I use experimental methods to test hypotheses about cognitive and interactional mechanisms underlying linguistic universals. My comments pertain to analytic flexibility as experienced in experimental psychology, and the relationship between observational and experimental work in uncovering and understanding language universals.
Experimental psychology has been enjoying a “replication crisis” since at least 2010, when it became clear that many published results are not replicable (see e.g. Open Science Collaboration 2015 for a large-scale replication attempt). One possible cause of this lack of replicability is flexibility in the analytic choices made by individual researchers. Any analysis proceeds through a “garden of forking paths” (Gelman and Loken 2014) where the path chosen might be (explicitly or implicitly) data-dependent and outcome dependent, i.e. directed towards statistically-significant, surprising, publishable results. One collective response to the replication crisis has therefore been to attempt to reduce researchers’ flexibility during analysis (e.g. by preregistering a planned analysis prior to collecting data).
Implicit in the garden of forking paths is the possibility that different researchers analysing the same data might follow different pathways and find different results. This has repeatedly been shown to be the case (e.g. Silberzahn et al. 2018, Botvinik-Nezer et al. 2020, Breznau et al. 2022): multiple teams of analysts analysing the same dataset to test the same hypotheses obtain different results, including finding significant effects in opposite directions. B&GN’s finding that they cannot always reproduce the conclusions of existing analyses is therefore entirely expected. Unfortunately there are reasons to suspect these problems might be particularly acute and intractable in typology, more so than in experimental psychology.
First, quantitative typology involves complex data and complex analyses, requiring many decisions on data preprocessing and analysis; this is precisely where we should expect the greatest scope for analytic flexibility, and therefore the greatest potential for divergence and uncertainty. Second, while experimentalists can usually collect more data relatively easily, typologists cannot: their data are time-consuming to obtain (involving painstakingly-obtained expert linguistic knowledge) and inherently limited (there are only so many languages in the world).
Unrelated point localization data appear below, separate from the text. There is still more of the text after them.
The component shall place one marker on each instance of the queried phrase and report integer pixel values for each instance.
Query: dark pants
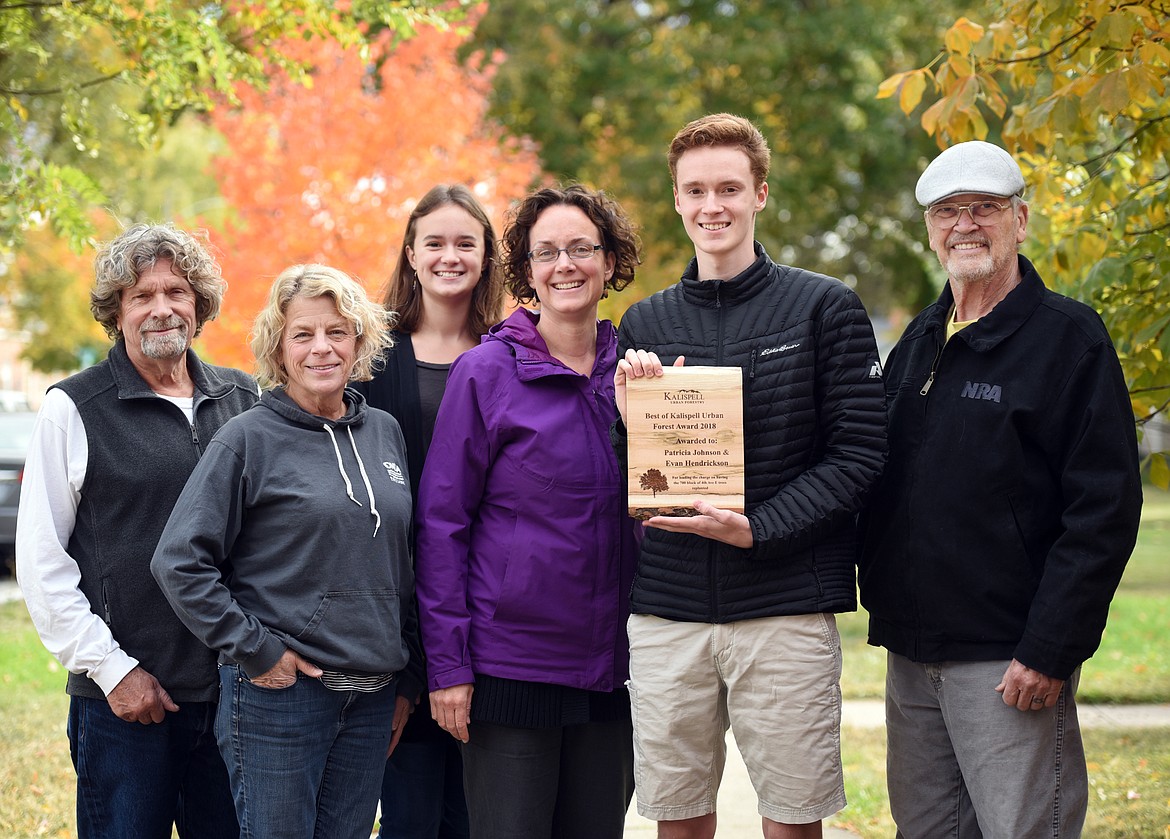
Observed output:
(138, 781)
(561, 783)
(422, 791)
This might mean that there is unresolvable uncertainty around conclusions that can be drawn from typological datasets.
If one’s goal is primarily to document constraints on cross-linguistic variation then this is obviously deeply troubling. However, if the central interest is the cognitive and interactional mechanisms responsible for those constraints – what it is about the way languages are learned, used and transmitted that leads to convergent cultural evolution on recurring constellations of linguistic features (see e.g. Haspelmath 2019, 2021) – then this uncertainty may be less problematic than it first appears, since we should in any case be running controlled experiments to test hypotheses about those mechanisms.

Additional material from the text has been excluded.